After the applications are submitted, the two rounds of interviews begin. In the first interview round, five or more ASB members will interview the candidate about their interest in leadership and the ideas that they could contribute to the program.

A select amount of students are then chosen for the second round of interviews which further focus on the student’s activity ideas and what they can contribute to ASB if chosen.

ASB interviews are a chance to prove that you can embody the future of ASB, and to explain what you can bring to a certain commission.”

— Nate Hsich

“The interviews are the most crucial part of the ASB application process as we can meet and learn about the candidates in a more personal way, as well as to better understand and gauge their interest in being a part of the program,” Kanaya said.

Once the interviews are over, students finally receive an email stating whether or not they were selected for ASB, and if so, what commission they got accepted into.

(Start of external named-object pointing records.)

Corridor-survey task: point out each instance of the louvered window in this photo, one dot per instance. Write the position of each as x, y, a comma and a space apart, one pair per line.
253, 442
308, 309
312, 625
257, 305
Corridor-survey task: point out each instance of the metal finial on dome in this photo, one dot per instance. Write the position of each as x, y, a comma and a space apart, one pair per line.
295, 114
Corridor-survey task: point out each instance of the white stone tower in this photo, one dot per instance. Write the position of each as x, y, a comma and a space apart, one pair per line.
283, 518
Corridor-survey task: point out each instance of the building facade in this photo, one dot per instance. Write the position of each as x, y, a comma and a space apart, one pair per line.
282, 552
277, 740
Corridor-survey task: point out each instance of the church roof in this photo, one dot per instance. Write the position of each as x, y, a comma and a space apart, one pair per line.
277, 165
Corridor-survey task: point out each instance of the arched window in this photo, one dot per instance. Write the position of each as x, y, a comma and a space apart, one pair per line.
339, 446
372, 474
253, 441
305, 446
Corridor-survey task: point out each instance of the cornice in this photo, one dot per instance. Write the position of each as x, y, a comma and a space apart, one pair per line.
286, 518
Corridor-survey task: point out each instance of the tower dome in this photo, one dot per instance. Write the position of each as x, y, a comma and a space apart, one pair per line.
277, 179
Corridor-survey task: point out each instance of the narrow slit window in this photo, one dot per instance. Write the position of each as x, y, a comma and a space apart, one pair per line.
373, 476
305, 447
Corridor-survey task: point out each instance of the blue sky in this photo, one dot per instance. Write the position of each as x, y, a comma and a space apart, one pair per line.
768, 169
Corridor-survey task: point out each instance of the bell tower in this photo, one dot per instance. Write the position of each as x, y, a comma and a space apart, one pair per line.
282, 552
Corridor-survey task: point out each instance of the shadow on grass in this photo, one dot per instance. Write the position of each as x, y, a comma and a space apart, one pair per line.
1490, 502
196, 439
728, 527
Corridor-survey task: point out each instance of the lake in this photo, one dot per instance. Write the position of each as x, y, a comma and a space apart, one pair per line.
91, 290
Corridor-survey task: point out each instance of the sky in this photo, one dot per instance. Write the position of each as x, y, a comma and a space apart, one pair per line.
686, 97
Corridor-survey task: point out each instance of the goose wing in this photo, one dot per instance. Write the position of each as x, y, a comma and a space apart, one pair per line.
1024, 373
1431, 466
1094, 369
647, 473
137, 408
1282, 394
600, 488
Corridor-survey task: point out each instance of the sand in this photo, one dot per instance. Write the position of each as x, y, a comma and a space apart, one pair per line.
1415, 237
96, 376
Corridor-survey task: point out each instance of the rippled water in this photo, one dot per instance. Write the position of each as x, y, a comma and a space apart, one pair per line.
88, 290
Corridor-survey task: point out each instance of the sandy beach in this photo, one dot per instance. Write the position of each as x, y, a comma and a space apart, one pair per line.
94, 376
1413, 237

Students can apply for any ASB commission that interests them in either the Activities or Service Council. The commissions include Assemblies, Dance, Finance, Multi-Media, Publicity, Spirit, Recognition, Reach Out, Do Something, Human Relations, Access, and Clubs and Cultures commission.

Nate Hsich, a freshman and member of ASB, said, “ASB interviews are a chance to prove that you can embody the future of ASB, and to explain what you can bring to a certain commission. Becoming an ASB commissioner is a very competitive process, and it’s inspiring to see how many people are passionate about ASB’s mission and vision.”

To get more information on the ASB interview process, attend the information meeting in the ASB room during lunch on March 5.